Full text of Colin Bien’s talk titled “Breaking the Loop of Anxiety” at TEDxLeuphanaUniversityLüneburg conference.
Listen to the MP3 Audio here:
Colin Bien – Founder of True Fabrics
This is a cycle. You may have heard about it. Some people also call it a loop or a circle. This geometrical figure tends to appear almost anywhere in the physical world but they also appear in our minds for better or worse.
Four years ago, I experienced something that changed my life dramatically. I remember it was a snowy day and I was attending a workshop for an international conference in Beijing. And all of a sudden, this weird feeling catches my attention. I couldn’t breathe. I mean, I was technically able to breathe but it felt that there wasn’t enough oxygen in the air.
So, I ran outside and I grabbed some snow, I shoveled it into my face but it would immediately melt because I was on fire and I was burning from the inside. And this was my first panic attack.
In Germany, 14% to 15% of all adults suffer from a panic disorder once in their life, and this is often due to a lot of stress.
Now, stress can come from many different sources but it’s often our job that produces the bulk of it. Although, that we know that stress is not good, it seems to be a good thing for a lot of people. Being stressed is better than being bored, being busy seems to be better than being productive. And doing a thousand things a time is better than just one.
We are constantly trying to be better, faster and stronger. It feels that we are restless, and the more I talked about that with friends, the more I realized how common feelings of exhaustion, purposeless and not getting anywhere are. It feels that we are all being trapped in a hamster wheel on our pursuit to happiness. And the common attitude is if we only work enough then we become more happy, but we are wrong.
Science shows us it’s actually the other way around. Ignoring that, we keep on accelerating in this hamster wheel. Although, everybody knows what happens if you run too fast in here. Right, you fall out. And this falling out, it can take the shape of a depression, of a burnout or like in my case, a panic disorder.
I really suffered bad over the course of three years from those attacks but today, I not only haven’t had a panic attack more than a year, I also managed to become less stressed, physically healthy and even happier. And this is not only due to a behavioral therapy I did but a discovery I made that made it significantly easier for me to find the way to my inner balance and be less stressed.
But let’s start from the beginning.
Now, the route to my inner balance was forming new routines and the key to my recovery was to find out how to influence in depth and change them. And I’m not talking about single routines here to gain muscle mass, to floss your teeth or to water your flowers but to enrich your life with a new sum, with a full sum of new routines that work on you.
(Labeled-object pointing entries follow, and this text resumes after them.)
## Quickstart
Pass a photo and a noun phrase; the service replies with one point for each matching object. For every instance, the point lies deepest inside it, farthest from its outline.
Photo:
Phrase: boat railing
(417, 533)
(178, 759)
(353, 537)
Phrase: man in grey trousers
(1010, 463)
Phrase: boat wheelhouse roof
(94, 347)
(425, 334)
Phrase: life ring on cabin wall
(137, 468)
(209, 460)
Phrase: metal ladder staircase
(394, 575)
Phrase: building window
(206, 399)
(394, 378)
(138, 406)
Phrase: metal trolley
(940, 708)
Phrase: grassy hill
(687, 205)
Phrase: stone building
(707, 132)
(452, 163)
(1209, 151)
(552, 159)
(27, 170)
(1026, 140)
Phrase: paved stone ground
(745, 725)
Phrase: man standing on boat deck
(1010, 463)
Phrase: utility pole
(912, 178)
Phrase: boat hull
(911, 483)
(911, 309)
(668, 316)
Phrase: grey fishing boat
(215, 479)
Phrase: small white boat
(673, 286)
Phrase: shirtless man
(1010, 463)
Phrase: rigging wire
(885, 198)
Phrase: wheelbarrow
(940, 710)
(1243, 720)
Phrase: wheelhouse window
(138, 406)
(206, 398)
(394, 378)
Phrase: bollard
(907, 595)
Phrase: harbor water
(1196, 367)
I’m talking about breaking out of bad loops and implementing good ones that have a positive effect on you. And I see routines only in the first place as a tool to overcome panic but in a more broader sense as an opportunity to create less stress. And now, let’s start from the beginning because it’s essential that you understand what happens if an attack hits you.
You typically realize them through a combination of three things: uncomfortable physical feelings, upsetting thoughts and distressing emotions.
Now, you start to perceive those feelings as a threat, which leads to anxiety and that usually marks the beginning of an attack. In this stage of anxiety, those physical symptoms start to intensify and they actually trigger fearful thoughts such as I’m losing my mind, I’m going to go crazy or I will die in the next minute. And this in turn, can lead to an increased feeling of anxiety again and the vicious circle starts to evolve.
Now, given how frightening these feelings can be, it’s not uncommon for panic attack sufferers to actually fear the onset of a future attack. People with panic disorder therefore often change their behavior in respond to the fear of fear.
For instance, you may avoid certain places or certain situations you believe could bring on a panic attack, but unfortunately, those short routines, they only ease the anxiety in the short run but they actually lead to more long lasting fears. And that is exactly what happened to me in the first couple of years of my disorder.
And let me give you a few examples and let me show you these examples in a two dimensional way, one being the intensity of an attack and one being the time they last.
So, first of all, I got some pills from my doctor and even though, I never used them, I would always carry them around. So, just in case, I get an attack, I could use them. This is called a security signal and it’s likely that it lowers your panic like shown in this graph here.
I tried other things too like calling my mom in the middle of an attack, which is an attempt to escape, likely leaving you with a panic shape looking like this one with high returning peaks. At last, I would isolate each thought I had during an attack, write it down and see how they feel. This is a deflection and it really calms you down for a minute but as soon as you stop, intensity goes up again, leaving you with a shape like this one here.
So, all these routines, they had a certain effect on me but they didn’t help to overcome the panic in the long run. Then, in the therapy, I learned this: The key to get out of those routines was not to avoid them or to flee or to distract myself but to acknowledge and to accept them.